Atopic disease is most common in countries with a high standard of living (3,4), suggesting that the increase in the prevalence of allergic disease is due to environmental factors associated with the lifestyle of developed societies. Much attention has therefore been given to the hypotheses that atopic disease results from an absence of infection (5), and that this operates through failure to suppress an innate bias to Th2 immunity (6). IgE-mediated inflammation is a key component of the immune response to helminth infection, and examination of children with parasitic disease supports alternative hypotheses that polyclonal IgE may protect against mast cell degranulation (7,8) or that parasite-induced IL-10 suppresses allergic disease (9).

Asthma and its associated phenotypes are made up of approximately equal genetic and environmental components in Caucasians who are free of recurrent parasitic or other infections (10). It is therefore of interest to examine the genetic contribution to these phenotypes in populations exposed to recurrent parasitic infections.

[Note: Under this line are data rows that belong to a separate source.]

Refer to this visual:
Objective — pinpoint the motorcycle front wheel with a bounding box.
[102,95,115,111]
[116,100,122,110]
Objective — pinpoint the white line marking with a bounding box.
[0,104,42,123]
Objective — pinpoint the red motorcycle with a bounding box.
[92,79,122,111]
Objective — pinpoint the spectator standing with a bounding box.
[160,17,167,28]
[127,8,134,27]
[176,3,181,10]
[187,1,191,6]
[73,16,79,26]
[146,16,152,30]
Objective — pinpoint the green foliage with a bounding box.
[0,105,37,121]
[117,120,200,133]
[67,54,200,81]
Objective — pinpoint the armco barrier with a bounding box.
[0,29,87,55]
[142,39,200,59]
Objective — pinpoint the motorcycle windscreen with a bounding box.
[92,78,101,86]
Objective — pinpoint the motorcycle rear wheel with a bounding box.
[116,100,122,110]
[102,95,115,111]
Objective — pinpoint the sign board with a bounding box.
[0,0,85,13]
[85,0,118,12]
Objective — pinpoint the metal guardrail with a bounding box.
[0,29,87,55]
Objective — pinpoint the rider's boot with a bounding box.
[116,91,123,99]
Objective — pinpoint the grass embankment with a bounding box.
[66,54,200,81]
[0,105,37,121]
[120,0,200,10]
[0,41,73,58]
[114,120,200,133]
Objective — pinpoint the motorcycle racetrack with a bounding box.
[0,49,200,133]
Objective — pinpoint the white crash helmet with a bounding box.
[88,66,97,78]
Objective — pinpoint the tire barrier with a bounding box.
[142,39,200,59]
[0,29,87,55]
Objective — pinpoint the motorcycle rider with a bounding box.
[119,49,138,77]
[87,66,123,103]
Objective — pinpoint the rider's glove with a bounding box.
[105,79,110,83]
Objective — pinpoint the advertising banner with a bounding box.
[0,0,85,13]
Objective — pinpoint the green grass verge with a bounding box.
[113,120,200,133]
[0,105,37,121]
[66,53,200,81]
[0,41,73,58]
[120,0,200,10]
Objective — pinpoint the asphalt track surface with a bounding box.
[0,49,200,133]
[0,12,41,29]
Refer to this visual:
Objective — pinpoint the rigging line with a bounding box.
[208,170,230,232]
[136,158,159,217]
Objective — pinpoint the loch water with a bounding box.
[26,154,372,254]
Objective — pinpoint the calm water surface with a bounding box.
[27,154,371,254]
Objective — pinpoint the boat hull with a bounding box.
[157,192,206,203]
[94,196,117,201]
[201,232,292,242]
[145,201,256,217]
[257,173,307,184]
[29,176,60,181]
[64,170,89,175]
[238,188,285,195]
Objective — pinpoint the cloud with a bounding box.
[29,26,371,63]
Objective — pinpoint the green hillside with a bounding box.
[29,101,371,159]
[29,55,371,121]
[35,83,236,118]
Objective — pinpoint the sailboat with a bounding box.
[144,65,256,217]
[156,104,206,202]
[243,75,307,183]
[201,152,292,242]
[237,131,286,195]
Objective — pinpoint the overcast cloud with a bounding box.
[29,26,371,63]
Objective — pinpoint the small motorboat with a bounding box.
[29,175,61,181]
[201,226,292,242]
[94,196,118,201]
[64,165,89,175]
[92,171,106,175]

A number of genome-wide searches for linkage to asthma and its associated traits have been carried out and show reproducible patterns of linkage (11,12). The major histocompatibility complex (MHC) region on chromosome 6 has shown consistent linkage to asthma-associated phenotypes in several studies (13–16) and may therefore be considered to be a major locus influencing allergic diseases. Studies of HLA Class II alleles have established that the locus influences specific IgE responses (17,18) as well as total serum IgE levels (19). Approximately 4% of the variation in IgE against specific allergens and 3% of the total serum IgE concentration is accounted for by the HLA-DR locus in Caucasians (19).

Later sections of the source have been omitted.